Est-ce à dire que cette consolidation (c’est le terme usité) puisse n’avoir pas de bornes, et que la population rurale doive se raréfier indéfiniment ? Non, sans doute. Dans son état actuel, l’Irlande est encore aussi peuplée que la France, proportionnellement à sa surface, et sa population rurale excède encore la nôtre de beaucoup. L’exode n’a eu toute sa force que dans les cinq ans qui ont suivi la famine de 1847. Depuis quinze ans, l’émigration continue, et, après avoir sensiblement baissé, elle a repris dans la dernière période quinquennale une nouvelle intensité ; mais ce fait, qui donne lieu aux plus véhémens commentaires, n’est pas sans compensation. Bien que 500,000 émigrans aient quitté l’Irlande depuis cinq ans, la diminution de population n’a été que de 200,000 en tout ; l’excédant des naissances sur les décès, qui est de 60,000 par an pour une population de 5 millions 1/2, a comblé la différence[2]. La hausse continue des salaires achèvera de rétablir l’équilibre. Parmi les symptômes d’un état meilleur, lord Dufferin en cite deux qui ont en effet leur éloquence. Le nombre des pauvres assistés dans les workhouses, qui montait à 167,000 en 1852, n’a plus été dans ces dernières années que de 50,000, et la somme des dépôts versés dans les banques, qui n’était que de 8 millions 1/2 sterling en 1846, s’est élevé à 17 millions sterling (425 millions. de francs)( en 1865. Les épargnes du pays ont doublé malgré la réduction de la population, pendant que le nombre des pauvres diminuait de plus des deux tiers.

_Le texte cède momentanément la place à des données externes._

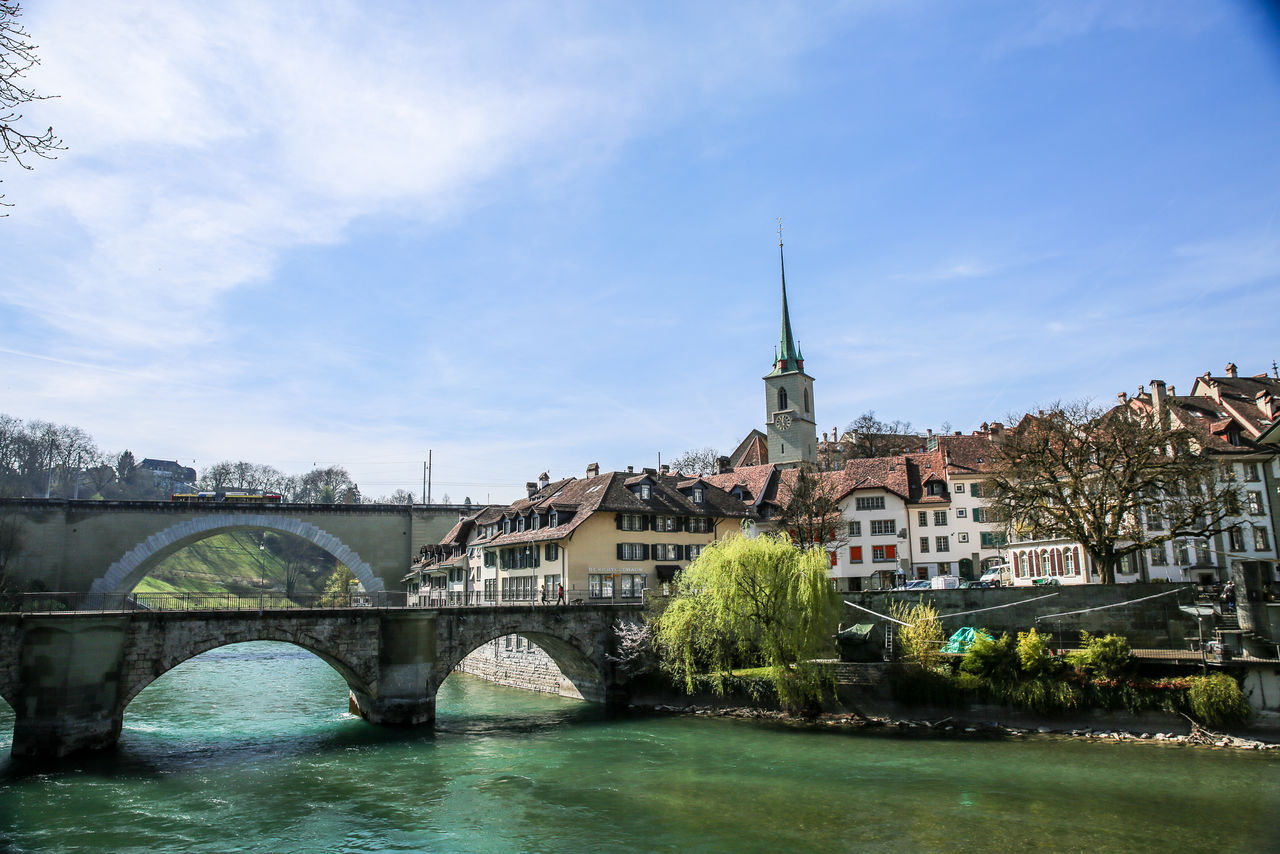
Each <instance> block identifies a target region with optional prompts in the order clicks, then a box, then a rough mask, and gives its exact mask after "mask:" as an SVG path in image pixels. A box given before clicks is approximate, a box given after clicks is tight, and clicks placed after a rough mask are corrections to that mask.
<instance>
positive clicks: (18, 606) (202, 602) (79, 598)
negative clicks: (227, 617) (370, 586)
mask: <svg viewBox="0 0 1280 854" xmlns="http://www.w3.org/2000/svg"><path fill="white" fill-rule="evenodd" d="M407 595H408V594H406V593H402V592H390V593H389V592H381V593H362V592H356V593H342V594H294V595H285V594H283V593H278V592H275V593H253V594H237V593H20V594H17V595H8V597H0V612H9V613H60V612H67V611H78V612H86V611H88V612H99V613H106V612H120V611H305V609H314V608H404V607H407Z"/></svg>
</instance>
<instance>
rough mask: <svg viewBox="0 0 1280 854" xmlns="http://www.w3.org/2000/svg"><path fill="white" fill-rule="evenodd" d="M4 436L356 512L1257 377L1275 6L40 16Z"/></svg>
mask: <svg viewBox="0 0 1280 854" xmlns="http://www.w3.org/2000/svg"><path fill="white" fill-rule="evenodd" d="M22 22H23V24H24V26H26V27H27V29H28V31H29V32H31V35H32V37H33V41H36V42H37V44H38V45H40V54H41V59H42V64H41V67H40V68H38V69H36V70H33V72H32V73H31V74H29V76H28V82H29V83H31V85H32V86H35V87H36V88H37V90H38V91H41V92H44V93H50V95H58V96H59V97H56V99H54V100H46V101H40V102H36V104H31V105H27V109H26V110H24V113H26V115H27V119H26V120H28V122H29V123H31V124H32V125H33V127H38V128H44V127H45V125H49V124H51V125H54V129H55V131H56V132H58V134H59V136H60V137H61V138H63V140H64V142H65V143H67V146H68V150H67V151H65V152H63V154H61V155H60V157H59V159H58V160H56V161H37V163H36V164H35V165H36V168H35V169H33V170H31V172H20V170H18V169H14V168H13V165H12V164H0V181H3V183H0V192H4V193H5V196H6V198H5V201H8V202H10V204H13V205H14V207H12V209H5V210H6V211H8V214H9V215H8V218H5V219H0V412H4V414H8V415H12V416H15V417H19V419H24V420H29V419H42V420H49V421H55V423H60V424H73V425H77V426H81V428H83V429H86V430H87V431H88V433H90V434H92V435H93V438H95V439H96V440H97V443H99V444H100V446H101V447H102V449H104V451H108V452H119V451H120V449H124V448H128V449H131V451H133V452H134V455H136V456H138V457H140V458H141V457H143V456H147V457H159V458H170V460H179V461H180V462H183V463H184V465H193V466H196V467H197V469H201V470H202V469H205V467H207V466H209V465H211V463H214V462H216V461H219V460H248V461H252V462H261V463H270V465H274V466H276V467H279V469H282V470H283V471H287V472H294V474H301V472H305V471H307V470H310V469H311V467H314V466H316V465H342V466H344V467H347V470H348V471H349V472H351V474H352V476H353V479H355V480H356V483H357V484H358V485H360V488H361V492H362V493H364V494H365V495H367V497H378V495H383V494H389V493H392V492H393V490H394V489H397V488H403V489H408V490H412V492H413V493H415V494H419V493H420V490H421V479H422V462H424V461H425V460H426V458H428V453H429V452H430V455H431V460H433V472H431V480H433V489H431V492H433V498H434V499H435V501H442V499H443V497H444V495H445V494H447V495H449V497H451V499H452V501H458V502H460V501H462V498H463V497H470V498H471V499H472V501H493V502H498V501H503V502H506V501H511V499H513V498H516V497H518V495H521V494H522V492H524V484H525V483H526V481H529V480H534V479H536V476H538V475H539V474H540V472H543V471H547V472H549V474H550V476H552V478H561V476H573V475H577V476H581V475H582V472H584V471H585V467H586V465H588V463H590V462H599V463H600V466H602V469H604V470H617V469H625V467H626V466H628V465H634V466H636V467H637V469H639V467H640V466H654V465H657V462H658V455H662V458H663V460H671V458H672V457H675V456H676V455H678V453H680V452H682V451H685V449H689V448H700V447H713V448H717V449H718V451H719V452H722V453H727V452H728V451H731V449H732V448H733V447H735V446H736V444H737V443H739V442H740V440H741V439H742V438H744V437H745V435H746V434H748V433H749V431H750V430H751V429H753V428H762V429H763V426H764V419H765V411H764V384H763V383H762V382H760V379H762V376H763V375H764V374H767V373H768V371H769V369H771V366H772V365H771V362H772V359H773V347H774V346H776V343H777V341H778V320H780V274H778V246H777V243H778V236H777V228H778V225H777V218H780V216H781V218H782V220H783V227H785V230H783V234H782V236H783V241H785V243H786V248H785V251H786V273H787V292H788V297H790V309H791V319H792V326H794V329H795V334H796V338H797V339H799V344H800V347H801V348H803V351H804V356H805V367H806V371H808V373H809V374H812V375H813V376H814V378H815V387H814V397H815V399H814V403H815V410H817V414H818V423H819V428H818V429H819V433H822V431H829V430H832V429H833V428H844V426H845V425H847V424H849V423H850V421H851V420H854V419H855V417H858V416H859V415H860V414H863V412H865V411H868V410H873V411H874V412H876V414H877V415H878V416H879V417H882V419H886V420H893V419H899V420H904V421H910V423H911V425H913V426H914V428H916V429H920V430H923V429H924V428H932V429H934V430H938V429H943V428H948V429H952V430H964V431H969V430H974V429H977V428H978V425H979V424H982V423H983V421H993V420H1002V419H1006V417H1007V416H1010V415H1016V414H1020V412H1025V411H1029V410H1034V408H1037V407H1043V406H1046V405H1050V403H1052V402H1055V401H1059V399H1061V401H1074V399H1079V398H1092V399H1094V401H1097V402H1106V401H1111V399H1115V394H1116V393H1117V392H1120V391H1125V392H1129V393H1134V392H1135V391H1137V388H1138V385H1142V384H1147V383H1149V380H1151V379H1153V378H1155V379H1164V380H1166V382H1169V383H1171V384H1174V385H1175V387H1176V388H1178V389H1179V391H1181V392H1183V393H1188V392H1189V391H1190V387H1192V383H1193V380H1194V378H1196V376H1197V375H1199V374H1203V373H1204V371H1212V373H1213V374H1216V375H1217V374H1221V373H1222V370H1224V366H1225V365H1226V362H1228V361H1234V362H1235V364H1238V365H1239V369H1240V371H1242V373H1243V374H1257V373H1263V371H1271V369H1272V360H1280V335H1277V319H1280V155H1277V152H1280V13H1277V12H1276V6H1275V4H1267V3H1248V1H1244V0H1234V1H1230V0H1193V1H1185V3H1183V1H1179V0H1152V1H1126V0H1107V1H1098V3H1093V1H1089V0H1080V1H1076V3H1069V4H1064V3H1056V1H1046V3H1034V1H1028V0H1010V1H1004V0H1001V1H995V0H991V1H986V0H974V1H970V3H964V4H955V3H943V1H941V0H938V1H928V3H925V1H916V0H895V1H890V0H884V1H870V0H869V1H865V3H860V1H855V0H850V1H846V3H828V4H824V3H817V1H804V3H786V1H785V0H773V1H771V3H724V4H713V3H707V4H703V3H645V4H599V3H573V1H570V0H564V1H558V3H476V4H443V3H435V4H426V3H407V1H406V3H396V1H384V3H364V4H361V3H344V1H342V0H305V1H303V0H300V1H297V3H291V1H288V0H280V1H276V3H270V4H262V3H256V1H238V0H228V1H227V3H219V4H209V3H204V1H184V0H169V1H166V3H164V4H155V3H147V1H137V3H132V1H128V0H124V1H122V3H111V4H88V3H83V1H78V0H41V1H40V3H36V1H31V0H28V3H27V4H24V9H23V18H22Z"/></svg>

Sans doute l’émigration est un remède déplorable, douloureux ; on ne sort pas d’une situation comme celle de l’Irlande sans un suprême effort. Un jour viendra où l’Irlande pourra nourrir, comme l’Angleterre, le double de sa population actuelle ; mais il faut, pour en arriver là, toute une révolution agricole, industrielle et commerciale. De pareils

  1. C’est du moins ce que j’ai trouvé. Les calculs cités plus haut la portent à 75.
  2. La population de l’Irlande étant le septième de la nôtre, l’excédant annuel des naissances sur les décès devrait être en France, dans la même proportion, de 420,000, tandis qu’il est à peine du tiers depuis vingt ans.